Buffered Outcomes Amid a Battered Market
John Southard joined Nate to talk about Innovator’s buffered outcome products. Despite launching its first product in August 2018, Innovator boasts 90 products with roughly $9 billion AUM. This year Innovator has seen $3.5 billion in new money. The company recently launched the Innovator Hedged TSLA Strategy ETF (TSLH ).
Buffered outcome products sacrifice some upside to mitigate downside risk. The topsy-turvy markets have helped drive some of Innovator’s recent success. Southard said, “you hate to capitalize on scary times, but you got to remember when we first launched these, August of 2018, it was a very different time. We were on a 10-year bull market, and the thought of a defensive type product – at that time – fell on a lot of deaf ears.”
Discussing Innovator’s founding, Southard talked through his crash course on derivatives and said, “that’s what we set out to do – to bring a lot of the products offered by insurance companies and banks and put them in the ETF wrapper.” He continued, “the more I’ve done ETFs, the more I’ve appreciated the chassis or vehicle itself.”
The defined outcome ETFs are Innovator’s “bread and butter,” according to Geraci.

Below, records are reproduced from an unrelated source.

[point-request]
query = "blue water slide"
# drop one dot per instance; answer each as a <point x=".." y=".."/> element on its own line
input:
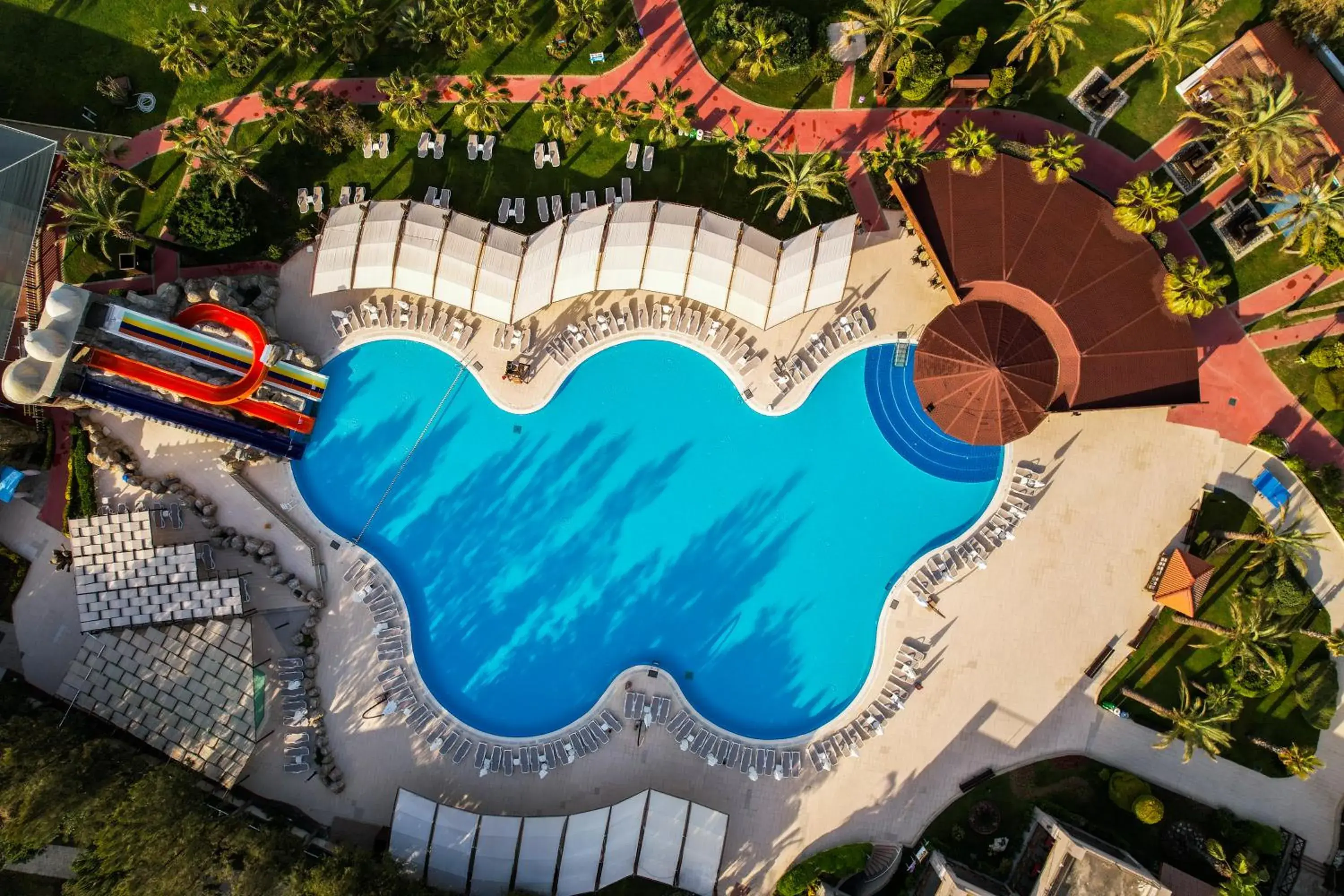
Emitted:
<point x="909" y="429"/>
<point x="139" y="404"/>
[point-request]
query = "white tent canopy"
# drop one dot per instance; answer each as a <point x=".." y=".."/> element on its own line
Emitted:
<point x="582" y="855"/>
<point x="496" y="848"/>
<point x="378" y="245"/>
<point x="451" y="849"/>
<point x="413" y="820"/>
<point x="335" y="267"/>
<point x="662" y="248"/>
<point x="663" y="832"/>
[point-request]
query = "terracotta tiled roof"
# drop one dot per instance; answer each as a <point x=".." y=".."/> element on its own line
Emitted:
<point x="1057" y="253"/>
<point x="1183" y="583"/>
<point x="986" y="373"/>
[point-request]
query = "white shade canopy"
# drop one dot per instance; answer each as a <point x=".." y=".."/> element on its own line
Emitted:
<point x="662" y="248"/>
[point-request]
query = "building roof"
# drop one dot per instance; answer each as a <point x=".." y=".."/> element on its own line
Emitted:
<point x="662" y="248"/>
<point x="1269" y="50"/>
<point x="986" y="373"/>
<point x="1055" y="253"/>
<point x="1183" y="583"/>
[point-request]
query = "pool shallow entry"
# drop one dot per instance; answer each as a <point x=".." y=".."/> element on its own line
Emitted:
<point x="644" y="516"/>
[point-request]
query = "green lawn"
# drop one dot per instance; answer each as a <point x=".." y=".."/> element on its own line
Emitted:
<point x="1261" y="268"/>
<point x="698" y="175"/>
<point x="53" y="56"/>
<point x="164" y="174"/>
<point x="1310" y="302"/>
<point x="1074" y="790"/>
<point x="1152" y="669"/>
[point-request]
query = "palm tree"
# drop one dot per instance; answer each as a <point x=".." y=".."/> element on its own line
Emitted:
<point x="1194" y="723"/>
<point x="1281" y="547"/>
<point x="902" y="156"/>
<point x="416" y="25"/>
<point x="1257" y="124"/>
<point x="507" y="21"/>
<point x="1318" y="210"/>
<point x="617" y="116"/>
<point x="354" y="26"/>
<point x="1144" y="203"/>
<point x="1299" y="761"/>
<point x="93" y="211"/>
<point x="1256" y="641"/>
<point x="1049" y="30"/>
<point x="1058" y="158"/>
<point x="240" y="39"/>
<point x="1194" y="289"/>
<point x="582" y="19"/>
<point x="796" y="179"/>
<point x="565" y="116"/>
<point x="460" y="25"/>
<point x="896" y="25"/>
<point x="175" y="45"/>
<point x="92" y="158"/>
<point x="758" y="46"/>
<point x="408" y="97"/>
<point x="293" y="27"/>
<point x="670" y="117"/>
<point x="480" y="101"/>
<point x="284" y="112"/>
<point x="741" y="146"/>
<point x="969" y="147"/>
<point x="1168" y="38"/>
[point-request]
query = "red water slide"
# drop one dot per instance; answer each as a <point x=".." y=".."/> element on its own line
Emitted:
<point x="237" y="394"/>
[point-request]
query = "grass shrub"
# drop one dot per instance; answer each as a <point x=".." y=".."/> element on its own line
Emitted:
<point x="834" y="864"/>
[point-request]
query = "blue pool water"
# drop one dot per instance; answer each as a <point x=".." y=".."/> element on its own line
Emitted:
<point x="646" y="515"/>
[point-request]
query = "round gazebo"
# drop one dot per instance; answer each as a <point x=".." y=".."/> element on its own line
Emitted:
<point x="986" y="373"/>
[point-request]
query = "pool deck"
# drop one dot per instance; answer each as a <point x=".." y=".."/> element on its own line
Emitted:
<point x="1003" y="683"/>
<point x="882" y="279"/>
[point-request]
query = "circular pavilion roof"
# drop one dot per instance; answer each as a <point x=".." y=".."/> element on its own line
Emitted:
<point x="986" y="373"/>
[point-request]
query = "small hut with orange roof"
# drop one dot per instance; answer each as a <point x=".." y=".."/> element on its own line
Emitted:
<point x="1182" y="582"/>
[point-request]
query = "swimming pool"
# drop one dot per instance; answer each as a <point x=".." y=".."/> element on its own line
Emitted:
<point x="644" y="516"/>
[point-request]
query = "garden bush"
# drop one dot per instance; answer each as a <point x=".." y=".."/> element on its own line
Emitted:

By providing risk management through giving up some of the upsides through a cap in exchange for downside protection, defined outcome products are especially important during times of market turmoil for investors who wish to stay in the market but need to mitigate risk.
“I think investors like the clarity of it all,” Southard said, explaining that “It is a way for you to tailor returns to meet your investor risk and what you want to achieve in your portfolio.”
Southard and Geraci also discussed Innovator’s structured hedge product for Tesla, TSLH. “This one is unique in that its actually a floor product,” Southard said, noting that the floor means that the product can’t go down by more than 10%, making it a good choice for advisors who wish to be invested in Tesla but don’t think it will achieve the massive growth it has in the past. “It’s basically putting guardrails on [Tesla.].”
Distinctly Active Management
Touchstone entered the ETF game in July with Touchstone Strategic Income Opportunities ETF (SIO ). They quickly followed up with three additional ETFs, with nearly $200 million in AUM, despite being a new face in the ETF space.
Geraci’s final guest, senior Touchstones’ ETF sales specialist Richard Koerner, said, “Our model is, we think, unique – we work exclusively with institutional sub advisors.” Though new to ETFs, Touchstone has been around since 1994 and has many mutual funds. “We’re excited to bring our unique brand – ‘distinctively active’ – to the ETF wrapper.”
Koerner thinks that it is challenging to be a broad-based asset manager. For example, a large cap manager uses different skills than a small cap manager. Touchstone sees utility in using best in asset class subadvisors.
Regarding their distinctively active approach, Koerner said, “our distinctively active strategies are those that we’ve found have a historical track record of generating alpha and a high active share.” Noting that many see Fixed Income as the main space for active management, Koerner said, “we think you can find excellent active managers on the equity side.” By eliminating “bloated” high AUM managers, many skilled active managers are positioned for success on the equity side of active management.